Wellcome, Gates Foundation award $550 million for tuberculosis vaccine
Wellcome and the Bill & Melinda Gates Foundation have announced funding totaling $550 million to advance a tuberculosis (TB) vaccine candidate through a Phase III clinical trial.
Funding includes up to $150 million from Wellcome and approximately $400 million from the Gates Foundation to assess the efficacy of M72/AS01E (M72) at preventing progression from latent TB infection to pulmonary TB. The M72 vaccine candidate, one of 17 TB vaccine candidates in the pipeline, has been in development since the early 2000s and, if proven effective, could become the first new vaccine to help prevent pulmonary TB in more than a century. The clinical trial will be sponsored by the Bill & Melinda Gates Medical Research Institute, a nonprofit subsidiary of the foundation.

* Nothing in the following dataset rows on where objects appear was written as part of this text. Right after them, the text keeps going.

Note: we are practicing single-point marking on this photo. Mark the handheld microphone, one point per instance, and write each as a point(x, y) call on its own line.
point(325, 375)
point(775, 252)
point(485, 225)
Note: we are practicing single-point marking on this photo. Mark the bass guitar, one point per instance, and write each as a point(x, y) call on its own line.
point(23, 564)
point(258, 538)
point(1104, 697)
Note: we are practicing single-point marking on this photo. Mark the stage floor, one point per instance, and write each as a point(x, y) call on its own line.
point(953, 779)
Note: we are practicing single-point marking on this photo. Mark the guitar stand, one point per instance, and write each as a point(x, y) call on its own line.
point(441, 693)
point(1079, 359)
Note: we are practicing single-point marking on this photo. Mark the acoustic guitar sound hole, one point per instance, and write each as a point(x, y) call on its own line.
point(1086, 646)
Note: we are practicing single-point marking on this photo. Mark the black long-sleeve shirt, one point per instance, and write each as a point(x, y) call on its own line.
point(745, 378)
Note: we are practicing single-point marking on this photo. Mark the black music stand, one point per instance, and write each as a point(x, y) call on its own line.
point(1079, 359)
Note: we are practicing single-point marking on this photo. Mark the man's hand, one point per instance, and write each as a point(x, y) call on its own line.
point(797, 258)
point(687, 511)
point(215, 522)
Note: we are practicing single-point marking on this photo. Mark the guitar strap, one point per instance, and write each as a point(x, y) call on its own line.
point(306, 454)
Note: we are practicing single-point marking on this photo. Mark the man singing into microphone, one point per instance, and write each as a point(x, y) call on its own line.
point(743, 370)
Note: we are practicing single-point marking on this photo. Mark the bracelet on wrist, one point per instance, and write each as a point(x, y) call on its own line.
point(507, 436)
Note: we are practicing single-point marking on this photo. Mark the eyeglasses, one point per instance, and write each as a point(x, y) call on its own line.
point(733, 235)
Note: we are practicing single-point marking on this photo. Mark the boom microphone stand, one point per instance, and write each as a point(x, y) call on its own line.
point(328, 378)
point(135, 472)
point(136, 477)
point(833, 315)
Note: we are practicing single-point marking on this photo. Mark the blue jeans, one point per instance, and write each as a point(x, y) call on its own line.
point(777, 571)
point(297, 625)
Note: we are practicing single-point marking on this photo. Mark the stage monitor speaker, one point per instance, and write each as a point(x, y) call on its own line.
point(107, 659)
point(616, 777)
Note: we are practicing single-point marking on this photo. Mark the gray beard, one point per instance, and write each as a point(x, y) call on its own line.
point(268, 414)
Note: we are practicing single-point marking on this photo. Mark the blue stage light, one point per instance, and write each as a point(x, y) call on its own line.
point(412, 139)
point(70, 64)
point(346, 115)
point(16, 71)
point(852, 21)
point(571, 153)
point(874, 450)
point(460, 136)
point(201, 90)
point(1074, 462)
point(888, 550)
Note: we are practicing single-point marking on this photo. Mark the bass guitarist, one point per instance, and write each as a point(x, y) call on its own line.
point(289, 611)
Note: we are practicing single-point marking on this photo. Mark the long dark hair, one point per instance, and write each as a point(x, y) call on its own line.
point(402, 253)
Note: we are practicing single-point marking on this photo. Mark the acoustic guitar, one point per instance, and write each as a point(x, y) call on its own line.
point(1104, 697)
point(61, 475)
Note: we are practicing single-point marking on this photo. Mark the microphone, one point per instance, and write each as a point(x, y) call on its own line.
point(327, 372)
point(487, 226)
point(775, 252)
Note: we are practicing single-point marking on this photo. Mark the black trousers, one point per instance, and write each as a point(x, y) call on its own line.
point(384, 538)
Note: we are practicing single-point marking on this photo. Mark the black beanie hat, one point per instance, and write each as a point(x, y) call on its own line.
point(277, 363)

According to the Gates Foundation, in 2021, an estimated 10.6 million people fell ill with TB and 1.6 million died—roughly 4,300 people per day. The only TB vaccine in use today, bacille Calmette-Guérin (BCG), was first administered to people in 1921, and while the vaccine helps protect babies and young children against severe systemic forms of the disease, it offers limited protection against pulmonary TB among adolescents and adults.
“With TB cases and deaths on the rise, the need for new tools has never been more urgent,” said Gates Foundation co-chair Bill Gates. “Greater investment in safe and effective TB vaccines alongside a suite of new diagnostics and treatments could transform TB care for millions of people, saving lives and lowering the burden of this devastating and costly disease.”